De nuevo los enfrentamientos dialécticos entre Madrid y Vitoria ocupan páginas y más páginas de la prensa nacional y llenan las tertulias políticas en radios, televisiones y ámbitos domésticos.

En asuntos como éste del proyecto Ibarretxe, al final lo que cuenta es el color del cristal con que se mira. Si desde Ajuria Enea se adorna la ambición soberanista con palabras como «legítima, convivencia y acuerdo», al mismo tiempo desde PP y PSOE se habla de «rupturismo, retroceso, división, ensoñaciones y desvaríos».

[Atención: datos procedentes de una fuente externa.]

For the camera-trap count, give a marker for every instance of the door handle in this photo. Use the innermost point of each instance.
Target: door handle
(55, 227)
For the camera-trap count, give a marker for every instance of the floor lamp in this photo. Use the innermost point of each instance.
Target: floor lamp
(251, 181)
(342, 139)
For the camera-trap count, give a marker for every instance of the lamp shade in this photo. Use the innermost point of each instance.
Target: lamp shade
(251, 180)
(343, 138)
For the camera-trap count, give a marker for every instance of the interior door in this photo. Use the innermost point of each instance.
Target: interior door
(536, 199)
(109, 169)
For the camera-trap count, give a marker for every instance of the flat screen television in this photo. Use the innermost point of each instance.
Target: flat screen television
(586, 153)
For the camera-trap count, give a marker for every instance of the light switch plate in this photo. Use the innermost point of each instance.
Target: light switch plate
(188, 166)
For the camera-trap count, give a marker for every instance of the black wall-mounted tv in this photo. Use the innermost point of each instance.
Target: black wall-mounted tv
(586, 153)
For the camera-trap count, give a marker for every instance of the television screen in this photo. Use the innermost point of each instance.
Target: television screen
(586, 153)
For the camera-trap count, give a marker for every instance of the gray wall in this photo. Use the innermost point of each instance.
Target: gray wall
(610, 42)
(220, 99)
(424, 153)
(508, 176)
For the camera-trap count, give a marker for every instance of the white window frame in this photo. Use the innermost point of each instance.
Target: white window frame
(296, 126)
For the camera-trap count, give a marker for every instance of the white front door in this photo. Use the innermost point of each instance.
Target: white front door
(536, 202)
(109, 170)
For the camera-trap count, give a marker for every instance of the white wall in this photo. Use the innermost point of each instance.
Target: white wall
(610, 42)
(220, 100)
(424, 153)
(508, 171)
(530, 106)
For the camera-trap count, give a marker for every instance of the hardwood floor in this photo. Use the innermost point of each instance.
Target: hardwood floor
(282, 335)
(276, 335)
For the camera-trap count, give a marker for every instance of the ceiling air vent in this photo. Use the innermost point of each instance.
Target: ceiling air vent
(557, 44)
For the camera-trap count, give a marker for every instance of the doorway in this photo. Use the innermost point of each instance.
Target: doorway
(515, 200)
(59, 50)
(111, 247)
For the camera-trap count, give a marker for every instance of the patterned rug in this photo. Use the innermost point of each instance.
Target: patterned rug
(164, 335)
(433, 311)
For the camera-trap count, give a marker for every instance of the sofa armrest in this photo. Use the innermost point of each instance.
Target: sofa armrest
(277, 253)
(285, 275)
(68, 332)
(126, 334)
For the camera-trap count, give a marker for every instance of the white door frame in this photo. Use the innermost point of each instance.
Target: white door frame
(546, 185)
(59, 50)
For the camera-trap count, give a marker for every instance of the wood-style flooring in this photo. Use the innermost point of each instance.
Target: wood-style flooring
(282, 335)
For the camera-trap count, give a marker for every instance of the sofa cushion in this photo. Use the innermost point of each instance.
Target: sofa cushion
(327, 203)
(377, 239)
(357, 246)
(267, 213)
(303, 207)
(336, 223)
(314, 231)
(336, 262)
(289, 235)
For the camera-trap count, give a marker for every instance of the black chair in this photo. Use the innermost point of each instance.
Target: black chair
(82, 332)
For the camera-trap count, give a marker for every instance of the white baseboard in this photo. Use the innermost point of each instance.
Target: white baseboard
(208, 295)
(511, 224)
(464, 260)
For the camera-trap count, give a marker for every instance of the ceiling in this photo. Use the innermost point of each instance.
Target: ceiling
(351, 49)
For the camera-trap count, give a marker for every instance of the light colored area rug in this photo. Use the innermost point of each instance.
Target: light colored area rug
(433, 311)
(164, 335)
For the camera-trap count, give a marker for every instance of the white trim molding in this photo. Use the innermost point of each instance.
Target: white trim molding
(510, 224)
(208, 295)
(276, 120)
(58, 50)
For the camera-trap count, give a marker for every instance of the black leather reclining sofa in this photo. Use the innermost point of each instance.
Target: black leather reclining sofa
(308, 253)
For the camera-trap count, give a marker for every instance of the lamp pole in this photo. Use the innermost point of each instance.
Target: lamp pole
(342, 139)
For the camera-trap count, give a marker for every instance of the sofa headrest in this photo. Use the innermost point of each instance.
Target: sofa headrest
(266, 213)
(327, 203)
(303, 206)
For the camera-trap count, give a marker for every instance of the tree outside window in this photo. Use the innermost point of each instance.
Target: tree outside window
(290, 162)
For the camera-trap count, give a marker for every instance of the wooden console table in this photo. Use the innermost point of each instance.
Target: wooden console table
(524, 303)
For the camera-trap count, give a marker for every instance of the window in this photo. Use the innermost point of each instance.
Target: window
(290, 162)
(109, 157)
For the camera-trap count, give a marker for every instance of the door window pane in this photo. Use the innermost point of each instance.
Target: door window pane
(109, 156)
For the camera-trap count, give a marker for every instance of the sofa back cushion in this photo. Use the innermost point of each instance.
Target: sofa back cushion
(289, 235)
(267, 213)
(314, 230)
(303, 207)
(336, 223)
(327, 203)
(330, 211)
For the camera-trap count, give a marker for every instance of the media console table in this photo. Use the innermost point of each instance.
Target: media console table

En realidad, todos tienen razón, a su manera. Resulta lógico que un líder nacionalista "con las elecciones a la vuelta de la esquina" se plantee cierto grado de rupturismo, aunque para él siempre será legítimo e ilusionante, mientras para el otro esa misma ruptura en vez de liberadora sea más bien traumática.

En el fondo no es sino la lucha de dos nacionalismos de carácter muy fuerte. El nacionalismo español jamás contemplará la posibilidad de una escisión, de igual modo que el nacionalismo vasco nunca dejará de aspirar a tener una nación propia. Ambas posturas son legítimas y responden a una ideología y una manera de ver el mundo concreta y respetable. Mientras ambos respeten al otro y enfoquen sus «ensoñaciones» "como las llama Aznar" o sus sueños "como las calificaría Ibarretxe" por vías democráticas y basadas en el diálogo y la sensatez, no hay nada que temer. Varios Estados europeos han alcanzado la independencia recientemente "por fortuna, algunos pacíficamente" y otros a lo largo de los últimos cien años. No es una idea nueva ni descabellada. Sólo que exige, como todo, un fundamento y una claridad democráticas que la violencia etarra, de momento, no hace más que invalidar.